SiyuanChen edited this page Apr 22, 2019 · 22 revisions

# Developer's Notes

Client First Meeting January 29th 2019: Meeting with Dr. Brian Cooper, project partner at Lexmark, with Nolan Chancellor, Tim Watson, and Michael Dingess

We contacted with Brian Cooper (the client) and made an appointment with him to talk about our incoming project. Finally, we setup a meeting time at Lexmark on January 29th at 2pm.

Tim picked me up after I finished my class and we drove to Lexmark. Nolan did not have class at that time so he decided to drive there by himself. Brain sent Tim a map to lead us to the correct building. After waiting a short time in a lobby, Brain came to see us and led us to a meeting rook where we met two other Lexmark employees there.

Brain introduced the project again and his colleagues also talked about this project and how they want to use this application. We had a Q&A part. We talked about whether any group took this project last semester. They told us there were two groups took this project. One of them just finished user interface section. The other one focused on machine learning aspect without GUI. Both of them did not make any great outputs. We asked if we could look at their codes somewhere so that we may absorb some good ideas from theirs and we may finish this project based on their process. Brain told us they uploaded their codes on Github and he could find the links and send to us. Since two groups did not finish this project at all, Brain said we could use any open sourced codes online to help us finish this project.

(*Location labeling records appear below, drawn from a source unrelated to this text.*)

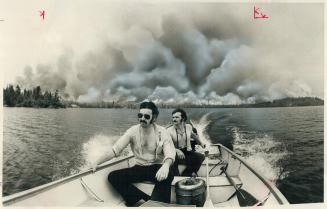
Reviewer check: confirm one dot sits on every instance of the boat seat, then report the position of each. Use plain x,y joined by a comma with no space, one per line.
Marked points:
233,202
152,203
214,180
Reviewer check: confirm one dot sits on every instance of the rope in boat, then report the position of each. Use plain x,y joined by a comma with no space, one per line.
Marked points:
90,191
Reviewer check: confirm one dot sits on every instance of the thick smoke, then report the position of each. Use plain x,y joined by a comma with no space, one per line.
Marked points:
201,57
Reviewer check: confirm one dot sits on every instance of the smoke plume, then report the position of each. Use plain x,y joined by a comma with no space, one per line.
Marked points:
188,53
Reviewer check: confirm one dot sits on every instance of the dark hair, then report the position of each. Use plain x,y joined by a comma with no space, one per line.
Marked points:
183,113
152,106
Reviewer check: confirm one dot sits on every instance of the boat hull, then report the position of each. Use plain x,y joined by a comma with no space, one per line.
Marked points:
92,189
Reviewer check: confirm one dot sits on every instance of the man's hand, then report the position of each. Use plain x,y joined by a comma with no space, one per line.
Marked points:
180,154
94,167
194,135
162,173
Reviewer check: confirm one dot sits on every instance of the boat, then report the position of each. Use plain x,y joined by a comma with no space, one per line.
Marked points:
230,181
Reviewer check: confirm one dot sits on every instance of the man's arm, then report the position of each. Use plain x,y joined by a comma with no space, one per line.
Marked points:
169,152
197,138
114,151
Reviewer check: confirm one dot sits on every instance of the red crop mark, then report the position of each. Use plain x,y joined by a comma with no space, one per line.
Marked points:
42,14
257,14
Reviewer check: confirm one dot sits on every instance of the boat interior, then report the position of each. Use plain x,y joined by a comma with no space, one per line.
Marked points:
231,182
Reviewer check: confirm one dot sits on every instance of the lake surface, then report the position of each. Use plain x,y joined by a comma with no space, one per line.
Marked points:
285,144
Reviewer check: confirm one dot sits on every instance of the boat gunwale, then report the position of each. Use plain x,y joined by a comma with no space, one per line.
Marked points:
7,200
272,188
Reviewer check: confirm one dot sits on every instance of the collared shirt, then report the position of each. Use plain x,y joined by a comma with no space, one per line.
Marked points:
181,139
163,147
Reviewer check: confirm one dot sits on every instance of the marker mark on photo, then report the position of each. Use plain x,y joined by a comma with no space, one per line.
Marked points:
257,14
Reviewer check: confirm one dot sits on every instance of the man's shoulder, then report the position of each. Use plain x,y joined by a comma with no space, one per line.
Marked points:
161,128
170,126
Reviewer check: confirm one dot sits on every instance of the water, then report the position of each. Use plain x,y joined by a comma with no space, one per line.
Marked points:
285,144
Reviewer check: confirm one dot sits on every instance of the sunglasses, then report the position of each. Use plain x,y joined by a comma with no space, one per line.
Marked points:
146,116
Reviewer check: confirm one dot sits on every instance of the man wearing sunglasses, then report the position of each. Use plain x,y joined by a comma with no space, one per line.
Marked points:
182,135
154,154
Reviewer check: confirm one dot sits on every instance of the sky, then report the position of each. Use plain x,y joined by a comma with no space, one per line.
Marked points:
173,52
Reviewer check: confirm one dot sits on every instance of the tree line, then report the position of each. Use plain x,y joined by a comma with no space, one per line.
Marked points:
35,97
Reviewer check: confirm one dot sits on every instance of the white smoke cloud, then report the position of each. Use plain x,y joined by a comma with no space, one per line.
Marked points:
208,54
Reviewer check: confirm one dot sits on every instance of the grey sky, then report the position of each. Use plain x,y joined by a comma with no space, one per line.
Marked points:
104,50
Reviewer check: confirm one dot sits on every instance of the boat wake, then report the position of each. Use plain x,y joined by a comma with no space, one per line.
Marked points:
262,152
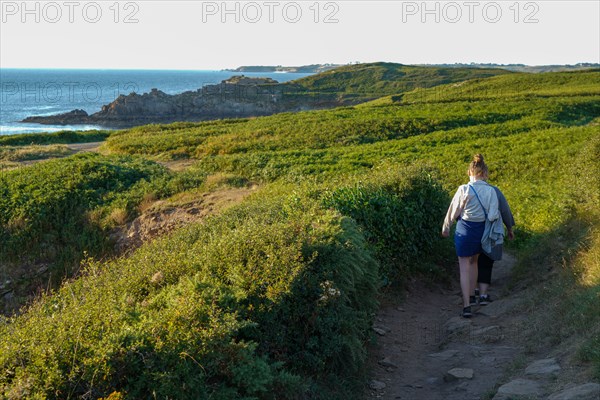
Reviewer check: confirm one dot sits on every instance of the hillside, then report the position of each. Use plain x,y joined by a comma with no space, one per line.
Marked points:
241,96
377,79
275,297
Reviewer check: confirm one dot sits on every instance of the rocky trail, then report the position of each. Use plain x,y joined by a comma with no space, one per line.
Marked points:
425,350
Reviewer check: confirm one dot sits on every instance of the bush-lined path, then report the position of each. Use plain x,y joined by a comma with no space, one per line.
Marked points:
424,350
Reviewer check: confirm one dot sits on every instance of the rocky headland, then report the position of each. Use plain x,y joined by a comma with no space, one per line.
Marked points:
238,96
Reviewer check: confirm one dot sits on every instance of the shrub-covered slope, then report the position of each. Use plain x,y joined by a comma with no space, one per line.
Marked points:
274,298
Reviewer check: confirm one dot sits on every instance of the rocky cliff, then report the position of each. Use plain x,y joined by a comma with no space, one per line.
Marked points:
238,96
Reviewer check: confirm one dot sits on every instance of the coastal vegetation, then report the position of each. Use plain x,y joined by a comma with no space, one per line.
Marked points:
275,296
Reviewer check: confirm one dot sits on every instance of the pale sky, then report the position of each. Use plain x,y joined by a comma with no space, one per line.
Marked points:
162,34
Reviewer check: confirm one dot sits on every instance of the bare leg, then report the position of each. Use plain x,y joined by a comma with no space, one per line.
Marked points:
473,274
465,267
483,287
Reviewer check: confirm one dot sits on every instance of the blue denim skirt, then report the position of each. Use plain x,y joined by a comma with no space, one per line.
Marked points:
467,238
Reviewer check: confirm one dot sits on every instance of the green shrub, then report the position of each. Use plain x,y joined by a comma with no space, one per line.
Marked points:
400,213
250,304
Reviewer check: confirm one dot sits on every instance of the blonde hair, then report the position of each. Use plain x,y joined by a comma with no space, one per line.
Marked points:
477,166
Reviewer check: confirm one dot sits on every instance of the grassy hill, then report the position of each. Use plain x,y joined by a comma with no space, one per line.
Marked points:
381,78
274,297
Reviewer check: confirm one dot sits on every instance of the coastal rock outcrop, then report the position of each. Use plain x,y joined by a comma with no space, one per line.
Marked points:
239,96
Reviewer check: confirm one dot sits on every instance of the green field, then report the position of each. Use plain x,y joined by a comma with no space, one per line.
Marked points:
274,297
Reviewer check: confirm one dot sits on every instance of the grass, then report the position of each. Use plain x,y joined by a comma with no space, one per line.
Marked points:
61,137
33,152
274,298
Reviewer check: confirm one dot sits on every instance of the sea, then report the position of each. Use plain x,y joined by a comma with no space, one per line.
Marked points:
29,92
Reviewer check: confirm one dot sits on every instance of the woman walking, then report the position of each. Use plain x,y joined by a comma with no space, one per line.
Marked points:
473,204
485,262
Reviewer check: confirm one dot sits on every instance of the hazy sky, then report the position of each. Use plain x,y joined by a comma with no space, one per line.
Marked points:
214,34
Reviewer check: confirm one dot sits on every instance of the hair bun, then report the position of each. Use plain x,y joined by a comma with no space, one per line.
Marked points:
478,158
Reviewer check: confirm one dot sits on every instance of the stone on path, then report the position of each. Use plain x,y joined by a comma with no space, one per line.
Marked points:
488,334
589,391
458,373
518,387
376,385
543,368
387,363
379,331
444,355
457,325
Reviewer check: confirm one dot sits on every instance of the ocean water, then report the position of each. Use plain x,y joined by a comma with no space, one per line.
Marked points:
28,92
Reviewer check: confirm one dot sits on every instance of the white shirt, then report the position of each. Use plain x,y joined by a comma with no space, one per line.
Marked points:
466,206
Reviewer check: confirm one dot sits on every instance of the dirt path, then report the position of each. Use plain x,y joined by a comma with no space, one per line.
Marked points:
423,338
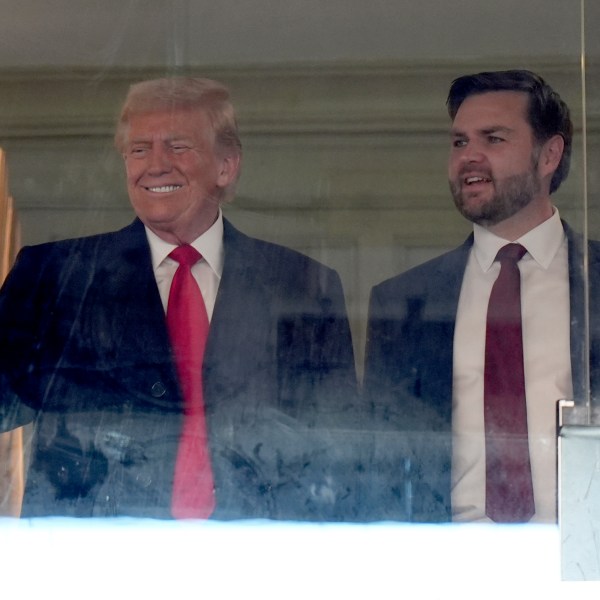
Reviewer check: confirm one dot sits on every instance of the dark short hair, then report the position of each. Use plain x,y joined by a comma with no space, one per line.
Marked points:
547,113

During conversation, we realized that it would be a very slow process to use machine learning model to work on the whole page of image, and it would better if we partition the image into small sections so that it could save a lot of time. Also, Brain did not really care about user interface. We could use makefile or some other ways to execute the application. They were more interested on functionality than outlook.

Brain provided us some files were used as trained data. And gave of some tips. First, we don't have to work on color scanning. Second, Our goal is to use OCR optimizing machine learning model to enhance the text in the scanned images. Third, Training data would be office documents that were printed, scanned and compressed. What we need to do is improve the compressed images. Fourth, we may be limited on training data. Last but not least, our client preferred to meet with us if necessary.

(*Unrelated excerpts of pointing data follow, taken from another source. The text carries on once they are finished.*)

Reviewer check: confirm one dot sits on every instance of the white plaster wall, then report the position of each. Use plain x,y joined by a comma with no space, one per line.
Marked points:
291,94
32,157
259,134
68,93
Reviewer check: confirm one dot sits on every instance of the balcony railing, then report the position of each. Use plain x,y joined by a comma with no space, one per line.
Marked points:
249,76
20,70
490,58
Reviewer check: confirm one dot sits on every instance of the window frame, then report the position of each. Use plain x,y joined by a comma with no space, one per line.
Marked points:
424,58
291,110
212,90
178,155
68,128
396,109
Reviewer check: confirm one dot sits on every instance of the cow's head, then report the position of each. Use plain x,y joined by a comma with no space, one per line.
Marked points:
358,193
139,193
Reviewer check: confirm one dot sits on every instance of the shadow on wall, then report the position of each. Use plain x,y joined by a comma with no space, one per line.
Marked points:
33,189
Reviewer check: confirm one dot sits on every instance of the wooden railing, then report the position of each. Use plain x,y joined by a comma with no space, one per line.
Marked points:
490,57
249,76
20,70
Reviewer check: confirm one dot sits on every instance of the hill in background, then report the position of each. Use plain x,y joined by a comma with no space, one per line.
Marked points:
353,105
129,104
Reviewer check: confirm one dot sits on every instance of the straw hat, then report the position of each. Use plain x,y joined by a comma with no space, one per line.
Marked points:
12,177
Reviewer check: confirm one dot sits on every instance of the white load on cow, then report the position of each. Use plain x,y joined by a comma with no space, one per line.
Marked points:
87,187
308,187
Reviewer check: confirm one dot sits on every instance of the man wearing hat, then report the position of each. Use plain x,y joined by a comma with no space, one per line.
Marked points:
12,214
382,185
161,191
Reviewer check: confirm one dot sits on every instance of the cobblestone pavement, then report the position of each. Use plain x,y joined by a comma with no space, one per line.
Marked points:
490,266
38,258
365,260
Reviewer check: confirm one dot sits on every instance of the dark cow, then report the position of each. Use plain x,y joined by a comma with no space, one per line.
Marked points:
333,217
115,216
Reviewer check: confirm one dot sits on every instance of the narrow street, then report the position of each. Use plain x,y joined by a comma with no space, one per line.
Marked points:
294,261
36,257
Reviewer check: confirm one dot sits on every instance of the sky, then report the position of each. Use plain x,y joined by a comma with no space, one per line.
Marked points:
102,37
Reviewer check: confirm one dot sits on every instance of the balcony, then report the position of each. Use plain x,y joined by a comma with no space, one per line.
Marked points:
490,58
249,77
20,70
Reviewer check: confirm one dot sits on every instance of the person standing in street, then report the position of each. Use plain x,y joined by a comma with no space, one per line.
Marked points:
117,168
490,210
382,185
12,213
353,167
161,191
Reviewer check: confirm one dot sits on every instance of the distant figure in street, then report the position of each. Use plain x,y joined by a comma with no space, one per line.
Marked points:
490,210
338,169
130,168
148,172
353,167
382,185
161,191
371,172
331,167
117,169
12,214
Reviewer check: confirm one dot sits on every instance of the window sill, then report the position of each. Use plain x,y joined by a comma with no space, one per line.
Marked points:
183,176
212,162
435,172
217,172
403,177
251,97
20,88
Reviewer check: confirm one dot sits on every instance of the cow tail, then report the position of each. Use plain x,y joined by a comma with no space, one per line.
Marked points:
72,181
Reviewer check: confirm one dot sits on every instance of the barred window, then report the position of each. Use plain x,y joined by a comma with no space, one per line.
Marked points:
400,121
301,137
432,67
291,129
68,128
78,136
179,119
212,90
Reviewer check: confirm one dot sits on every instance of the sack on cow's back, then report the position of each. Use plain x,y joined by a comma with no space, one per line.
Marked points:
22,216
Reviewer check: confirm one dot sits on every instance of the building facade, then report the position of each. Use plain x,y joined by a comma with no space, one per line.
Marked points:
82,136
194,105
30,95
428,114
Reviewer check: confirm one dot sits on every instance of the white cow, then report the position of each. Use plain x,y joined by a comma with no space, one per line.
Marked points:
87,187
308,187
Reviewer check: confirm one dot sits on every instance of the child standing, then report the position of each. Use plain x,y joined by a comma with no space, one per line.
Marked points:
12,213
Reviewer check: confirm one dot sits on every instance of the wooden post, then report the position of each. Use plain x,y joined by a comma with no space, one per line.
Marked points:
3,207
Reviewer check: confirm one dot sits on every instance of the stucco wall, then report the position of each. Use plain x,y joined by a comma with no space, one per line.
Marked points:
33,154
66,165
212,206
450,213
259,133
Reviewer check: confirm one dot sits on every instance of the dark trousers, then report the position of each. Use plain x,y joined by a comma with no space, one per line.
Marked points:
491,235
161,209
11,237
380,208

Brain said if we have any questions, we can contact him via Microsoft Team but he had to invite us first so that we could use it to contact him. Furthermore, we will be provided training data as well as some papers may be helpful.

The meeting lasted about an hour, since some other groups in Lexmark need to use this meeting room.

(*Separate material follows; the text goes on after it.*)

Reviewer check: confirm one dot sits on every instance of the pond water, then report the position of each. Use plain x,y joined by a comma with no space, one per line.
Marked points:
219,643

Dev Notebook January 30th 2019 (In place of Scrum Meeting – Snow Day)

We have met our client and talked about our project briefly.

Next week, I would plan to get familiar with projects which were done by two teams from last semester to get some useful information and try to find a good spot to start our project. Also, attempt to learn to use Microsoft 'Teams' software. Moreover, get in touch with our client.

Dev Notebook February 1st 2019: Preparation for team project

Started watching online video to study machine learning since I think I could learn quicker by video than books. However, I also have a machine learning book in electronic version, and probably I will take a look too. Machine learning would be the biggest problem in our team since out Michael had finished machine learning class and none of other three. So that we need to work on study machine learning first.

Dev Notebook February 6th 2019: Scrum meeting with Mr. Jeff Chartos, CS499 instructor, with Nolan Chancellor, Tim Watson, and Michael Dingess

Scrum meeting with our CS499 instructor. Talked about our process of project and what problem we were facing. What I had done for last week is studying machine learning by watching videos. The plan for this week is keeping going to study machine learning.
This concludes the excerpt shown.